04.05.2018 - 14:52 Uhr
PoppenrichtOberpfalz

Bürgerfest in Traßlberg zum 40-jährigen Bestehen der Gemeinde Poppenricht Statt Scharmützel gemeinsam getanzt

Besser hätte es gar nicht ablaufen können, das Bürgerfest in Traßlberg zum 40-jährigen Bestehen der Gemeinde Poppenricht. Denn zwei Gemeindeteile, die in den vier Jahrzehnten zusammengewachsen sind, feiern gemeinsam. Und dann kam auch noch ideales Biergartenwetter hinzu.

Wieselflink und in fast olympiaverdächtiger Zeit spurten die Mädchen und Buben der Lauftreff-Abteilung des SV Michaelpoppenricht beim Kinderlauf vom Wertstoffhof in Richtung Festplatz. Bilder: gf (2)
von Autor GFRProfil

Traßlberg. Bei der Eröffnung ließ Bürgermeister Franz Birkl durchklingen, dass die Gemeinde auf das Wohl ihrer Bürger jeden Alters bedacht sei und es sowohl in Traßlberg als auch in Poppenricht unzählige Menschen gebe, die sich ehrenamtlich in Verbänden und Vereinen für ihre Mitbürger engagierten.

Der Traßlberger Dorfplatz wurde zum Biergarten umfunktioniert. Den ganzen Tag über waren Sitzplätze, vor allem schattige, Mangelware. Reichhaltig war auch das Programm. Als gstandne Models und keine Hungerhaken präsentierten Bürgermeisterin Gertrud Weigl und ihr Amtskollege Hermann Böhm, der auch für die Organisation des Bürgerfests verantwortlich war, tragbare Kleidung in der Modemobil-Modeschau "60 plus". Schwung ins Bürgerfest brachten "Fly Away" und der Line Dance der Poppenrichter Siedlerfrauen.

Ein gemeinsamer Tanz der Kirwaleut' aus Poppenricht und Traßlberg wäre vor Jahren undenkbar gewesen, gemein hatten sie bisher nur gelegentliche Scharmützel. Aber beim Bürgerfest tanzten sie zum Takt der Weidahaisaboum miteinander den nicht vorhandenen Kirwabaum aus. Harmonie demonstrierten auch Siedlergemeinschaft Traßlberg und Eigenheimergemeinschaft Poppenricht, sie hatten ein Torten- und Kuchenbüfett aufgebaut, von dem am Ende nur noch leere Platten übrig waren. Süßes gab es beim Pfarrheim-Förderverein St. Michael und beim Elternbeirat der Kita Poppenricht.

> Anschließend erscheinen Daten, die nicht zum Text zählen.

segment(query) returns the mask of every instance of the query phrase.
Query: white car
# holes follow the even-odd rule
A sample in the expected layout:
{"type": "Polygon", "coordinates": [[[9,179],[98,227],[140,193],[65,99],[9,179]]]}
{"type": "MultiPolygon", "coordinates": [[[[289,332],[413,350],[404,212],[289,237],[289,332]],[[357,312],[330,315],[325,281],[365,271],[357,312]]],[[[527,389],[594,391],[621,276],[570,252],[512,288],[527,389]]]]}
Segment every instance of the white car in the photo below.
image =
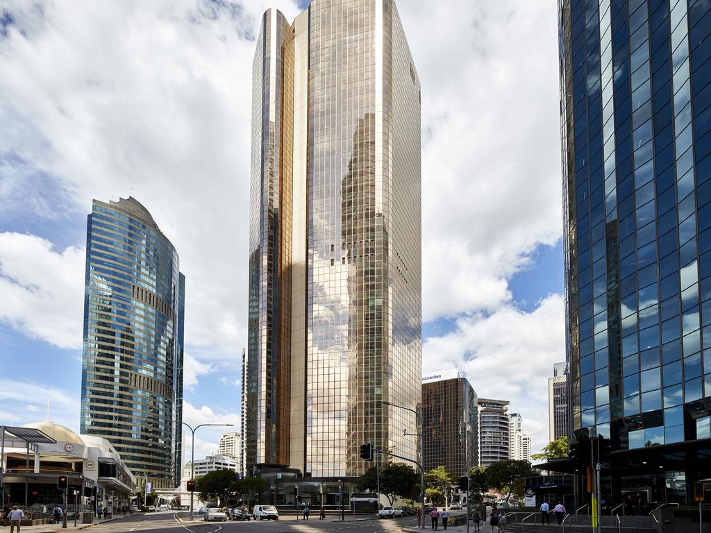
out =
{"type": "Polygon", "coordinates": [[[252,516],[255,520],[278,520],[279,511],[274,505],[255,505],[252,510],[252,516]]]}
{"type": "Polygon", "coordinates": [[[378,516],[380,518],[400,518],[402,516],[402,510],[395,507],[383,507],[378,512],[378,516]]]}
{"type": "Polygon", "coordinates": [[[203,515],[203,519],[208,522],[210,520],[227,522],[227,515],[220,511],[218,507],[210,507],[208,512],[203,515]]]}

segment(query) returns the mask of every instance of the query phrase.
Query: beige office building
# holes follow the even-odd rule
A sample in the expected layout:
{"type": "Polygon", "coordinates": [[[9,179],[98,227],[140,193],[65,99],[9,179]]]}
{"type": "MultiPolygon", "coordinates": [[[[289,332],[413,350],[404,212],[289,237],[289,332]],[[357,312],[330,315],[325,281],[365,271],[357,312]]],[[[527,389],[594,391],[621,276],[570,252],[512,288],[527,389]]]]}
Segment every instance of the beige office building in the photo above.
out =
{"type": "Polygon", "coordinates": [[[247,473],[416,458],[420,90],[392,0],[264,13],[252,70],[247,473]],[[256,465],[256,468],[255,468],[256,465]]]}

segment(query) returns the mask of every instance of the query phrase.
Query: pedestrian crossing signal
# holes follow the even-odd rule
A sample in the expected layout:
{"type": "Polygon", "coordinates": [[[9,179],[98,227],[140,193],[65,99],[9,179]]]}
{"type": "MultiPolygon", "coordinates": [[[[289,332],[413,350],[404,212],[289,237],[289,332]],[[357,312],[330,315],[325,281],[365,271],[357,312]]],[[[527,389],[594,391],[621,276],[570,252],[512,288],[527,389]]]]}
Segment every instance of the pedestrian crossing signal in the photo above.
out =
{"type": "Polygon", "coordinates": [[[363,461],[373,461],[373,444],[366,442],[360,445],[360,458],[363,461]]]}

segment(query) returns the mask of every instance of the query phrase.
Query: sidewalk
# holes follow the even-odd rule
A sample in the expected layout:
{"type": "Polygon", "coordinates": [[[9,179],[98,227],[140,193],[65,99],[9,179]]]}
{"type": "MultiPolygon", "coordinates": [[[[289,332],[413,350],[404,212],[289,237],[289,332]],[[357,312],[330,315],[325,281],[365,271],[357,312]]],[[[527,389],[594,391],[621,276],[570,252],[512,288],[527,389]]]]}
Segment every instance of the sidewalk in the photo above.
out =
{"type": "MultiPolygon", "coordinates": [[[[125,517],[117,516],[113,518],[107,518],[107,519],[101,519],[101,522],[95,521],[93,524],[82,524],[78,520],[77,521],[77,527],[74,527],[74,519],[71,520],[67,520],[67,529],[62,529],[61,522],[59,524],[44,524],[41,526],[22,526],[21,530],[27,532],[28,533],[62,533],[64,532],[66,533],[70,530],[77,531],[79,529],[85,529],[87,527],[93,527],[94,526],[97,526],[100,524],[104,524],[105,522],[114,522],[115,520],[120,520],[122,518],[128,518],[130,516],[137,516],[140,513],[134,513],[133,515],[127,515],[125,517]]],[[[6,529],[1,525],[0,525],[0,533],[4,531],[10,531],[10,527],[8,526],[6,529]]]]}

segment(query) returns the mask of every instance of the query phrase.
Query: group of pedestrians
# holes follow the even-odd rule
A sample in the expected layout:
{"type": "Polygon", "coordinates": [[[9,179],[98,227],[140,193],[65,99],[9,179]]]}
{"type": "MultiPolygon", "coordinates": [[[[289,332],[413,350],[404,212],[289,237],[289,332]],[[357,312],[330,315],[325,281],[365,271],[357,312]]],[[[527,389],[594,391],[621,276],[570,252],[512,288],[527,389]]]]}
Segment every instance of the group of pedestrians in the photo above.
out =
{"type": "MultiPolygon", "coordinates": [[[[558,521],[558,525],[560,526],[562,522],[563,519],[565,518],[565,507],[560,502],[558,502],[557,505],[553,507],[553,513],[555,515],[555,519],[558,521]]],[[[543,525],[544,523],[550,524],[550,505],[548,505],[547,502],[543,502],[540,505],[540,524],[543,525]]]]}
{"type": "Polygon", "coordinates": [[[446,507],[442,507],[442,512],[438,511],[437,507],[432,507],[432,510],[429,512],[429,519],[432,520],[433,529],[437,529],[440,518],[442,520],[442,527],[446,529],[449,521],[449,512],[446,507]]]}

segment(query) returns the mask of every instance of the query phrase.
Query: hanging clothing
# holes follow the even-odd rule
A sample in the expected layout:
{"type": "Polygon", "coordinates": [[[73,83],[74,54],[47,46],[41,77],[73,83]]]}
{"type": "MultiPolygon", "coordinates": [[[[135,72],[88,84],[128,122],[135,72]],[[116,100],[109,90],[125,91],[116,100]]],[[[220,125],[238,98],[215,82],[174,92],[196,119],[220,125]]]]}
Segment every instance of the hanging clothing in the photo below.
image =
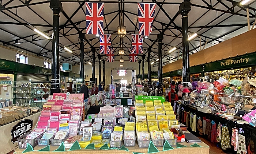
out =
{"type": "MultiPolygon", "coordinates": [[[[229,133],[229,130],[227,126],[223,126],[222,129],[221,148],[222,150],[226,150],[227,149],[231,148],[230,142],[229,133]]],[[[245,142],[244,144],[245,146],[245,142]]]]}
{"type": "Polygon", "coordinates": [[[205,134],[208,135],[207,139],[208,140],[211,139],[211,123],[210,120],[206,119],[206,130],[205,134]]]}
{"type": "Polygon", "coordinates": [[[219,124],[218,125],[218,128],[217,129],[217,138],[216,138],[216,141],[217,142],[219,142],[221,140],[221,124],[219,124]]]}
{"type": "Polygon", "coordinates": [[[245,137],[239,134],[238,136],[237,153],[239,154],[246,154],[247,151],[245,146],[245,137]]]}
{"type": "Polygon", "coordinates": [[[232,137],[231,137],[231,145],[234,146],[234,150],[237,151],[238,144],[238,131],[237,129],[232,129],[232,137]]]}
{"type": "Polygon", "coordinates": [[[199,117],[197,118],[197,130],[199,131],[199,134],[203,135],[203,121],[202,118],[199,117]]]}
{"type": "Polygon", "coordinates": [[[205,117],[204,117],[203,118],[204,119],[203,122],[203,130],[204,135],[205,135],[205,132],[206,131],[206,118],[205,117]]]}
{"type": "Polygon", "coordinates": [[[217,138],[217,130],[216,129],[216,124],[212,125],[211,127],[211,142],[214,143],[216,142],[217,138]]]}
{"type": "Polygon", "coordinates": [[[192,131],[196,131],[196,115],[194,114],[193,117],[193,124],[192,124],[192,131]]]}
{"type": "Polygon", "coordinates": [[[187,128],[188,128],[188,126],[189,125],[189,121],[190,121],[190,112],[188,112],[187,114],[187,117],[186,118],[186,126],[187,128]]]}
{"type": "Polygon", "coordinates": [[[190,125],[189,126],[190,128],[192,127],[192,125],[193,124],[193,115],[192,113],[190,114],[190,125]]]}

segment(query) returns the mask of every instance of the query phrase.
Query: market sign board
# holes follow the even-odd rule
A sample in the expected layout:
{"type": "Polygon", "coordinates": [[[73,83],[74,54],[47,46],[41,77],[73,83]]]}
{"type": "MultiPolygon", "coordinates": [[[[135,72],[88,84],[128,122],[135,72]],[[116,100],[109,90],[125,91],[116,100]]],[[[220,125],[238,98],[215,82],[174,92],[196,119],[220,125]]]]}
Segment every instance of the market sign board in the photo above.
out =
{"type": "Polygon", "coordinates": [[[135,99],[139,100],[143,100],[143,103],[146,103],[146,100],[152,100],[154,102],[154,100],[161,100],[162,103],[165,102],[165,97],[161,96],[136,95],[135,96],[135,99]]]}
{"type": "Polygon", "coordinates": [[[14,143],[17,142],[17,138],[31,131],[33,127],[33,121],[32,119],[20,121],[12,127],[12,129],[11,130],[12,142],[14,143]]]}
{"type": "Polygon", "coordinates": [[[111,68],[112,70],[134,70],[133,67],[114,67],[111,68]]]}

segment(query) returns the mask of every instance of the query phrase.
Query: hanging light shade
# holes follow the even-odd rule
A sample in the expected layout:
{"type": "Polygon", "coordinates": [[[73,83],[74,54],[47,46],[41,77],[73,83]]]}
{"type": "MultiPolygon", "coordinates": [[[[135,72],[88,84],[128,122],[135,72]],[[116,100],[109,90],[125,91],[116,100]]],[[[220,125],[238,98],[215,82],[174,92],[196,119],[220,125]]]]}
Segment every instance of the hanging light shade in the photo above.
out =
{"type": "Polygon", "coordinates": [[[120,56],[123,56],[124,55],[124,50],[121,48],[119,50],[119,55],[120,56]]]}
{"type": "Polygon", "coordinates": [[[123,57],[121,56],[121,58],[120,58],[120,63],[123,63],[124,62],[124,59],[123,58],[123,57]]]}
{"type": "Polygon", "coordinates": [[[125,26],[121,25],[117,27],[117,36],[121,38],[126,37],[126,27],[125,26]]]}

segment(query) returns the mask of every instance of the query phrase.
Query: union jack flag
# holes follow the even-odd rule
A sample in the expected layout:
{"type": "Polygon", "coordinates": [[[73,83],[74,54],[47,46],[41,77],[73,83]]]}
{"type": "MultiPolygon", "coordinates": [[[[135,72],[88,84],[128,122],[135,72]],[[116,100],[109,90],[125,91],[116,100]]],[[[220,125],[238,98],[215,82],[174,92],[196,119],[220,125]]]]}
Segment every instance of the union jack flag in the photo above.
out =
{"type": "Polygon", "coordinates": [[[155,3],[138,3],[139,27],[140,35],[149,36],[152,31],[151,25],[155,9],[155,3]]]}
{"type": "Polygon", "coordinates": [[[101,42],[101,54],[109,54],[111,51],[111,35],[104,34],[100,36],[101,42]]]}
{"type": "Polygon", "coordinates": [[[136,54],[143,54],[142,51],[142,35],[138,34],[132,35],[132,52],[136,54]]]}
{"type": "Polygon", "coordinates": [[[86,3],[87,34],[103,35],[104,3],[86,3]]]}
{"type": "Polygon", "coordinates": [[[137,62],[137,56],[138,55],[137,54],[133,53],[130,48],[128,48],[129,52],[130,53],[129,56],[130,57],[130,62],[137,62]]]}
{"type": "Polygon", "coordinates": [[[107,54],[107,62],[114,62],[115,58],[115,55],[114,52],[114,48],[111,49],[111,52],[109,54],[107,54]]]}

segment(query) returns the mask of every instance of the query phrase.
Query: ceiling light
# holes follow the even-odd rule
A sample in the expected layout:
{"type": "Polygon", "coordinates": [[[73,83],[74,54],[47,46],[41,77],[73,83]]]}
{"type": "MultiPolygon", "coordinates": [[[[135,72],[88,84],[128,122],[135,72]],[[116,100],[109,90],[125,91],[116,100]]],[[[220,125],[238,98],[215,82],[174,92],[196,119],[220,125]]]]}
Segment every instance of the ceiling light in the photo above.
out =
{"type": "Polygon", "coordinates": [[[21,44],[22,43],[22,42],[20,42],[20,43],[18,43],[18,40],[15,40],[15,43],[14,43],[14,44],[21,44]]]}
{"type": "Polygon", "coordinates": [[[41,32],[41,31],[38,30],[37,29],[35,28],[34,29],[34,31],[35,31],[35,32],[37,32],[37,33],[39,33],[39,34],[41,35],[42,36],[43,36],[44,37],[45,37],[46,38],[46,39],[48,39],[48,40],[49,39],[51,39],[51,38],[49,37],[48,35],[46,35],[45,33],[43,33],[42,32],[41,32]]]}
{"type": "Polygon", "coordinates": [[[189,37],[188,39],[188,40],[190,41],[190,40],[192,39],[193,39],[196,37],[197,36],[197,34],[196,33],[194,33],[194,34],[191,35],[189,37]]]}
{"type": "Polygon", "coordinates": [[[244,5],[245,4],[247,3],[249,1],[250,1],[251,0],[244,0],[243,1],[242,1],[242,2],[241,2],[241,3],[240,3],[240,5],[244,5]]]}
{"type": "Polygon", "coordinates": [[[70,49],[69,49],[68,48],[67,48],[67,47],[65,47],[65,48],[64,48],[64,49],[65,49],[65,50],[67,50],[67,51],[68,51],[70,53],[73,52],[73,51],[71,51],[70,50],[70,49]]]}
{"type": "Polygon", "coordinates": [[[172,49],[172,50],[170,50],[170,51],[169,51],[169,53],[171,53],[171,52],[173,52],[173,51],[175,51],[175,50],[176,50],[177,49],[177,48],[176,48],[176,47],[174,47],[174,48],[173,48],[172,49]]]}

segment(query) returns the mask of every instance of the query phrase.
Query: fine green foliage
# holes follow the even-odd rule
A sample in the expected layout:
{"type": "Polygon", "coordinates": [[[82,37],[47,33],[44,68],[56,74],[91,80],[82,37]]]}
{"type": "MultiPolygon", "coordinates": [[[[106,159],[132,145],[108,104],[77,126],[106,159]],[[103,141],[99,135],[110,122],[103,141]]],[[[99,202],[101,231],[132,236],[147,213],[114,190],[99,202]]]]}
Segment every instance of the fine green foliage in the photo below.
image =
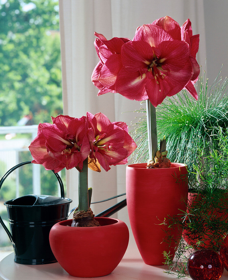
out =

Kräftiger war das kulinarische Angebot bei den Traßlberger Siedlern und auf dem Grill der SPD Poppenricht-Traßlberg, die auch einen Bücherflohmarkt betrieb. Auf Käse hatte sich der Kapellenverein Altmannshof spezialisiert, und der Duft der gegrillten Makrelen der Poppenrichter Freizeitköche war nicht zu "überriechen". Bratwürste bot der SVL Traßlberg an, den Durst löschte die Traßlberger Feuerwehr. Wem nach Prosecco oder Aperol-Spritz gelüstete, der musste am CSU-Infostand vorbeischauen, wo es auch für die Kinder einen Luftballonwettbewerb und Schminken gab. Low Carb in allen Variationen bot Andrea Meiler an. Hinter dem Feuerwehrhaus hatte eine Versicherung Hüpfburg und Torwand aufgebaut, die Reservisten schipperten ihre Passagiere mit dem Schlauchboot auf der Vils. Im Neudecker-Stodl konnte man bei den Drei-Mohren-Schützen mit dem Lichtgewehr schießen. Der Bikerstammtisch ließ Männerherzen höher schlagen beim Anblick ihrer "heißen Stühle".

Beim Abschlussgottesdienst, den die Pfarrer Dominik Mitterer und Uwe Markert sowie Diakon Peter Bublitz und Pfarrer zelebrierten, wurde das neue Vereinsbanner der Traßlberger Siedler geweiht. Die Gitarrengruppe der evangelischen Kirche spielte dazu. Der Aufruf, für den kranken Basti zu spenden, brachte 2245 Euro ein, die die LMV-Versicherung auf 3000 Euro aufrundete.